Eau, bien vital.

La vie n’est pas possible sans eau.

 Elle fait partie intégrale de tous les êtres vivants.
Le manque d’eau potable est un problème crucial du 21ème siècle. Depuis cent ans, la consommation d’eau augmente deux fois plus vite que la population.

 L’eau potable est devenue accessible à quelque 1,6  milliard de personnes depuis 1990, et à ce rythme, le monde devrait atteindre la cible de l’OMD 7 concernant l’eau potable. Mais plus de 1 milliard d’individus n’y a toujours pas accès, et 2,5 milliards n’ont pas accès à des services d’assainissement de base.

D’ici à 2025, la demande risque d’augmenter de 650 %. Aujourd’hui 1,4 milliard d’êtres humains n’ont pas accès à l’eau potable. Selon les prévisions des Nations Unies et de l’Unesco, ce chiffre pourrait passer à 2,5 milliards en 2025, soit un tiers de l’humanité. Nous devons impérativement nous acheminer vers une nouvelle culture de l’eau afin que son usage soit compatible avec sa conservation et avec l’amélioration des systèmes aquatiques.

La pénurie d’eau s’aggrave

A peu près partout dans le monde, l’intégrité des écosystèmes aquatiques se dégrade, réduisant leur capacité à produire de l’eau douce potable. Cette capacité est réduite du fait des ponctions excessives réalisées dans le cadre des activités humaines sur les eaux de surfaces comme dans les nappes phréatiques. Mais aussi à cause de leur pollution, et de plus en plus en raison de précipitations réduites et d’une évaporation accrue liées au changement climatique.

Dans de nombreuses parties du monde, comme en Asie de l’Ouest, dans la plaine du Gange en Inde, en Chine du Nord ou sur les hauts plateaux d’Amérique du Sud, la consommation d’eau dépasse déjà la capacité des ressources à se régénérer. La situation est particulièrement tendue en Asie, qui abrite 58 % de la population mondiale avec seulement un tiers des ressources en eau de la planète.

L’avenir s’annonce plus difficile encore : d’ici à 2025, les prélèvements d’eau devraient encore augmenter de 50 % dans les et de 18 % dans les pays développés. A cette date, environ 1,8 milliard de personnes dans le monde devraient vivre dans des pays ou des régions connaissant des pénuries d’eau, tandis que les deux tiers de la population mondiale seront sous conditions de stress hydrique.[1]

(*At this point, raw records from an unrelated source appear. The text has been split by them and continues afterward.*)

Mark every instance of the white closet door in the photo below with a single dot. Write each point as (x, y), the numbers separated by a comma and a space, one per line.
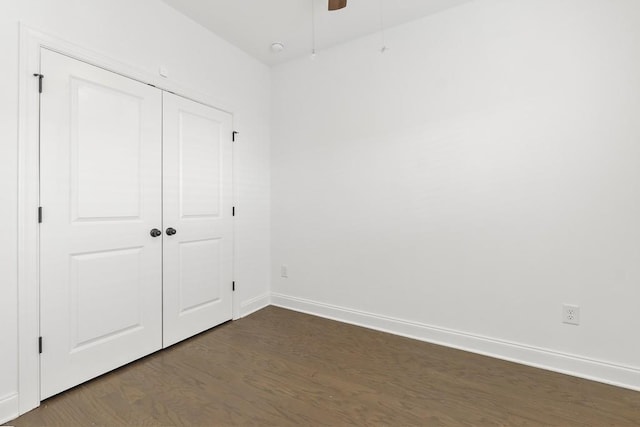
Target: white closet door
(197, 158)
(101, 195)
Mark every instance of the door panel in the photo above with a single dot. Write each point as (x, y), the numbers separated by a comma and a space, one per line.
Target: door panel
(197, 203)
(100, 186)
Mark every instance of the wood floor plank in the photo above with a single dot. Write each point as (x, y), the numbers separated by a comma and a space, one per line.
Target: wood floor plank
(278, 367)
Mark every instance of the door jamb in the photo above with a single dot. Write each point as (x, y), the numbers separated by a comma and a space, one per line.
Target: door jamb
(31, 43)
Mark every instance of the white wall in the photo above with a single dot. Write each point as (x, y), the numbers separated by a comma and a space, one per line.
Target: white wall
(143, 34)
(465, 184)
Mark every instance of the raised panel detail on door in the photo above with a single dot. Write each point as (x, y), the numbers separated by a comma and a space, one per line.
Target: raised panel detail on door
(97, 277)
(200, 166)
(198, 260)
(101, 183)
(105, 152)
(197, 200)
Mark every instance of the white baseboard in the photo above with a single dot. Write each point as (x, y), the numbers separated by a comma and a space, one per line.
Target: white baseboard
(9, 408)
(596, 370)
(254, 304)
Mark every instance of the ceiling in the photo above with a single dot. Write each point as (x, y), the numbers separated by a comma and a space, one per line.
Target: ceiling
(253, 25)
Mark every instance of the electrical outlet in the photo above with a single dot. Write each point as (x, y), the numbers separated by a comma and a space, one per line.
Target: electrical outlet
(571, 314)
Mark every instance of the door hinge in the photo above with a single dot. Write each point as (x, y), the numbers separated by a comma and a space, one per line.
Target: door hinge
(40, 77)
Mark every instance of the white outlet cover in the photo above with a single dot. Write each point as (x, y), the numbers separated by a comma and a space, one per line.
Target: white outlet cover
(571, 314)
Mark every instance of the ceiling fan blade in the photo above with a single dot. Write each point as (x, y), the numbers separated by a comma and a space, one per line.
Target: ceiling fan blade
(337, 4)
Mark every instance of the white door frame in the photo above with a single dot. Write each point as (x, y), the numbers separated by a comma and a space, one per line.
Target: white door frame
(31, 43)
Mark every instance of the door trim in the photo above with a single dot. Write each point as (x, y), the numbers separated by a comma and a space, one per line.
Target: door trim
(31, 43)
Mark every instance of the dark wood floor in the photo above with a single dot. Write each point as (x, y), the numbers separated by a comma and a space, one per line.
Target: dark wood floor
(278, 367)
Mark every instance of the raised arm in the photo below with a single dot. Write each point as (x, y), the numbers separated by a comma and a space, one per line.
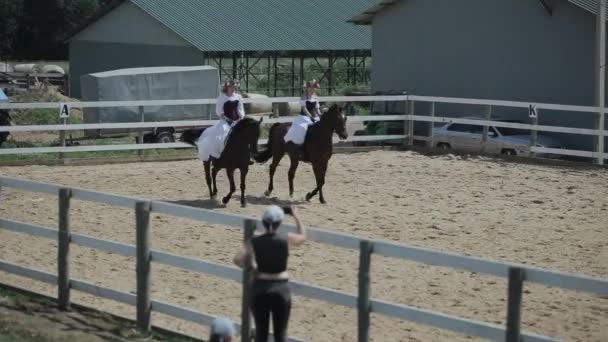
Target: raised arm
(219, 106)
(241, 107)
(298, 238)
(304, 109)
(241, 256)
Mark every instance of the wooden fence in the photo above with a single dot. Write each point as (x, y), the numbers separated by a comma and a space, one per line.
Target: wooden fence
(145, 255)
(408, 118)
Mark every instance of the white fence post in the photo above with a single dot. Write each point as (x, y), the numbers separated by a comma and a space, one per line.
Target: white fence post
(430, 143)
(486, 128)
(534, 133)
(363, 303)
(64, 121)
(63, 250)
(140, 134)
(516, 281)
(143, 267)
(249, 228)
(600, 137)
(409, 125)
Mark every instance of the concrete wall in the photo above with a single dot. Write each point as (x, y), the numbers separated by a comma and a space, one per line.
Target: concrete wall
(493, 49)
(127, 38)
(129, 24)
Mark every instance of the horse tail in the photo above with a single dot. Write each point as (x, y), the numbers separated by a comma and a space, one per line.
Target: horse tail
(265, 155)
(191, 136)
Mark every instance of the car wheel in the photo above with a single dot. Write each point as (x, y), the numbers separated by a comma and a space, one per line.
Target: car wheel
(508, 152)
(443, 146)
(357, 134)
(165, 138)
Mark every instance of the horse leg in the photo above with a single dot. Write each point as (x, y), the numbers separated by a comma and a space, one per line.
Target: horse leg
(276, 159)
(244, 172)
(293, 166)
(321, 181)
(207, 167)
(230, 173)
(214, 177)
(317, 171)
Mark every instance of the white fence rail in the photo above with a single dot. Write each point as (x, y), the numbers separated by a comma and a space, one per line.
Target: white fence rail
(409, 118)
(570, 281)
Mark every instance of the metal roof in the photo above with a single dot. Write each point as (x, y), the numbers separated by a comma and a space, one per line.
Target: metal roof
(590, 5)
(365, 17)
(263, 25)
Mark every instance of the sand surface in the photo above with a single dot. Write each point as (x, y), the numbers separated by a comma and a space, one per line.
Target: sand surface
(552, 217)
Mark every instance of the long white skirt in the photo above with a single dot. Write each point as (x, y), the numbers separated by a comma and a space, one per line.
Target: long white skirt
(212, 140)
(297, 131)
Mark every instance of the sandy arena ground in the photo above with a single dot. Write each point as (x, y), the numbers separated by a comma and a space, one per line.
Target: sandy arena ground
(552, 217)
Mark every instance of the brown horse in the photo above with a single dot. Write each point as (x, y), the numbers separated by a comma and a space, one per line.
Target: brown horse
(5, 120)
(317, 149)
(241, 145)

De l’eau propre pour un monde sain.

C’est le thème retenu cette année 2010 pour commémorer la journée mondiale de l’eau qui s’est déroulée le 22 mars reflétant ainsi l’importance des deux thèmes, quantité  et qualité , pour la gestion des ressources en eau.
Conscients de ce problème des élèves de 5eme de notre établissement ont présenté une exposition sur ce thême et vous pouvez la découvrir sur leur blog.

 

Quelques chiffres qui devraient nous faire réfléchir .

L’agriculture et l’eau.

 L’agriculture est de loin le premier utilisateur d’eau, absorbant quelque 70% de la consommation totale. Les usages industriel et domestique ne représentent que 20 % et 10 % seulement de la consommation totale d’eau.
La question à se poser n’est pas « combien d’eau buvons-nous ? »(une moyenne de 2 à 5 litres par jour dans les pays développés), mais plutôt « combien d’eau mangeons-nous ? » (3 000 litres par jour dans les pays riches, selon une estimation).

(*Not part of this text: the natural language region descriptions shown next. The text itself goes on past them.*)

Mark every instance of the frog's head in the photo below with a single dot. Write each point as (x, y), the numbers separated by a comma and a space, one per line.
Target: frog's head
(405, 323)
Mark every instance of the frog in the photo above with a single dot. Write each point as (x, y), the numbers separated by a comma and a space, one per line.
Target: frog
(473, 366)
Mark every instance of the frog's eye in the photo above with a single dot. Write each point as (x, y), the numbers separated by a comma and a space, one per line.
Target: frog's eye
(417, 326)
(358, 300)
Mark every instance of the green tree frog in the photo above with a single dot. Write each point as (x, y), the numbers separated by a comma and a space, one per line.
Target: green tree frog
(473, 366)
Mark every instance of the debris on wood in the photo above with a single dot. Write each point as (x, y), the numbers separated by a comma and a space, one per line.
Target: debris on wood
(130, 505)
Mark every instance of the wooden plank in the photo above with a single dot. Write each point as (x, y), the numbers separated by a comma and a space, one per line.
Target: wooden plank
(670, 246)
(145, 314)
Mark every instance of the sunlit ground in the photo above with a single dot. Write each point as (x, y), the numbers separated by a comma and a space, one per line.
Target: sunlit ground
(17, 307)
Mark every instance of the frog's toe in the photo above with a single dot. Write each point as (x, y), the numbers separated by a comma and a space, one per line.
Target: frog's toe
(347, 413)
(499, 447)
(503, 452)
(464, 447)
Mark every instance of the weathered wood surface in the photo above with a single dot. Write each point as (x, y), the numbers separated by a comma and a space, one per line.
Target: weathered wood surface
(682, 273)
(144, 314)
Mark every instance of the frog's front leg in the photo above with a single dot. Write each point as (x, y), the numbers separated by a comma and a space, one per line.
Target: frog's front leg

Si l’agriculture n’améliore pas sa façon d’utiliser l’eau, la demande mondiale pour ce secteur passera, selon toute probabilité, de 70 à 90 % de la consommation totale [2]

Bientôt des « conflits de l’eau » ?

 L’eau est devenue une ressource stratégique. On considère qu’aujourd’hui, 2,8 milliards de personnes vivent dans des régions qui pourraient connaître des tensions du fait de l’accès à l’eau potable. En 2030, ce chiffre pourrait atteindre 3,9 milliards. Certains experts prédisent d’ores et déjà que les guerres du futur n’auront plus pour déclencheur l’accès au pétrole, mais bien l’accès à l’eau. C’est d’ailleurs déjà le cas dans certaines régions du monde, et en particulier entre des pays qui partagent un même fleuve ou une même rivière. Les pays situés en amont du courant peuvent potentiellement couper l’accès à l’eau des pays situés en aval du même fleuve.
Les eaux du Nil traversent par exemple 9 pays, avant de se jeter dans la mer Méditerranée. Le pays le plus en aval, l’Egypte, en dépend totalement puisqu’il ne pleut quasiment pas. Avec la croissance démographique, l’eau peut-elle manquer si les pays en amont, comme l’Ethiopie ou le Soudan, puisent toujours plus des eaux du Nil ?[3]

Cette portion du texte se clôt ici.